WORKING WITH YOURSELF, NOT AGAINST YOURSELF

Finding the courage to consistently move towards what you really want despite these saboteurs wreaking havoc on your inner world does not happen by simply ignoring them, and forcing yourself into a positive mindset. That may seem to work temporarily but to really regain power you must befriend them. Afterall, they are not your enemy, they are only outdated and misguided strategies you learned early in life to keep you safe. 

At the same time, working on strengthening your emotional resilience is key. I like to call this Emotional Interval Training, because when we are afraid of experiencing certain emotions and lack practice with them, it can be overwhelming and we shut down. Instead, it is better to practice staying in a difficult emotion a little bit at a time.
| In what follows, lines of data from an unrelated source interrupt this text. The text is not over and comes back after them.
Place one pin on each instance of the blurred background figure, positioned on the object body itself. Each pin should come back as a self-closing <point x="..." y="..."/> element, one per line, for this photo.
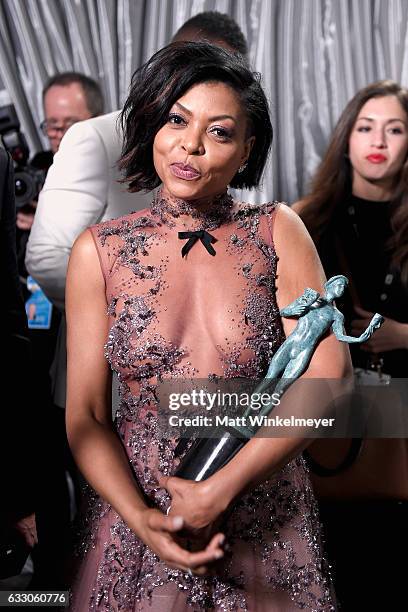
<point x="357" y="212"/>
<point x="83" y="187"/>
<point x="18" y="465"/>
<point x="68" y="98"/>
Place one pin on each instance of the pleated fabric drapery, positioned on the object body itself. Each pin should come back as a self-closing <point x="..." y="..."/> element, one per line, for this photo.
<point x="313" y="56"/>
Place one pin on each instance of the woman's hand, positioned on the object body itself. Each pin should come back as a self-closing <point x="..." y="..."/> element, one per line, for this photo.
<point x="200" y="504"/>
<point x="159" y="533"/>
<point x="390" y="336"/>
<point x="28" y="529"/>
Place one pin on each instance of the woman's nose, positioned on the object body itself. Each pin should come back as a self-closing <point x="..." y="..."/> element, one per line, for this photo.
<point x="379" y="141"/>
<point x="192" y="143"/>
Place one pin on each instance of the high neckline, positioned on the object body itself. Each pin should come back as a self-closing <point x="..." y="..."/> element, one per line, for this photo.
<point x="174" y="211"/>
<point x="366" y="202"/>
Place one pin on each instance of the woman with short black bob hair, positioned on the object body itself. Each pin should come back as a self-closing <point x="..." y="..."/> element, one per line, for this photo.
<point x="190" y="288"/>
<point x="162" y="81"/>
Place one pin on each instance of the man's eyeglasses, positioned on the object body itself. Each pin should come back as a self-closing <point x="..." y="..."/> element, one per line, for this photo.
<point x="52" y="129"/>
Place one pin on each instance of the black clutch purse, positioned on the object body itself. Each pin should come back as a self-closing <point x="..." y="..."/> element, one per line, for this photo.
<point x="14" y="552"/>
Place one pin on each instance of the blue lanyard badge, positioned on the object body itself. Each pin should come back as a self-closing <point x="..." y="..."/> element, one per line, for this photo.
<point x="38" y="308"/>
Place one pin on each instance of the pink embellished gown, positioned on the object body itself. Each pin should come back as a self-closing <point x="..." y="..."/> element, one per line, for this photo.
<point x="198" y="316"/>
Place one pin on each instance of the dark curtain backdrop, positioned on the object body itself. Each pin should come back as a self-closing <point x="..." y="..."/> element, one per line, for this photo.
<point x="313" y="55"/>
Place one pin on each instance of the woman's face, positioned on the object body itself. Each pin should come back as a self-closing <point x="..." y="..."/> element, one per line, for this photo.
<point x="202" y="145"/>
<point x="378" y="145"/>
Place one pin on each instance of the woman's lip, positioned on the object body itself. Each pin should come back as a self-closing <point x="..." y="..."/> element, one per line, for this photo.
<point x="185" y="172"/>
<point x="376" y="158"/>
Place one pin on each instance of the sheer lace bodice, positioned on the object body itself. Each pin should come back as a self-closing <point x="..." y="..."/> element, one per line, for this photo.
<point x="199" y="316"/>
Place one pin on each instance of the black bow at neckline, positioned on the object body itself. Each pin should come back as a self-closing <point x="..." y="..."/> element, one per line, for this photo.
<point x="206" y="239"/>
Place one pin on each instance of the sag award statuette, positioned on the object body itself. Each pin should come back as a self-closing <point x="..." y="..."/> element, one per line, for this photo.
<point x="316" y="314"/>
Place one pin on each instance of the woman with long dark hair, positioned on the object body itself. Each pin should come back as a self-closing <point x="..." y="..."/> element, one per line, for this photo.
<point x="191" y="288"/>
<point x="357" y="213"/>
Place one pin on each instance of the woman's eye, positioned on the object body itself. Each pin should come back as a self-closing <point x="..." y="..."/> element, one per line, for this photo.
<point x="176" y="119"/>
<point x="396" y="130"/>
<point x="221" y="133"/>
Coaching or therapy is a great container for this since there is already a time limit on the session and the coach or therapist stands in as a temporary guide to help you build up the confidence and trust in yourself to eventually be able to handle it on your own.

WHAT YOU WANT MATTERS, BECAUSE YOU MATTER

You are allowed to put yourself first. When you don’t view your deepest wishes, basic needs or core values as a priority you are sending yourself the message that they don’t matter, and that essentially you don’t matter. Fulfillment happens when you are no longer afraid to make choices that align with your authentic wants, needs and values, no matter what other people may think. Coaching can help you build a strong foundation based on clear core values. And if you don’t know what you really want, need or value yet, that is ok, too! We are all conditioned by what society has told us is acceptable, respectable and praise-worthy. It's tempting to want to design a life based solely on what you have been told to want, and your connection with your intuition might understandably be a little weak. But eventually life hands you the bill, and if those ideals don’t align with what you truly, deeply want - ask yourself, is the cost of your personal fulfillment really worth it?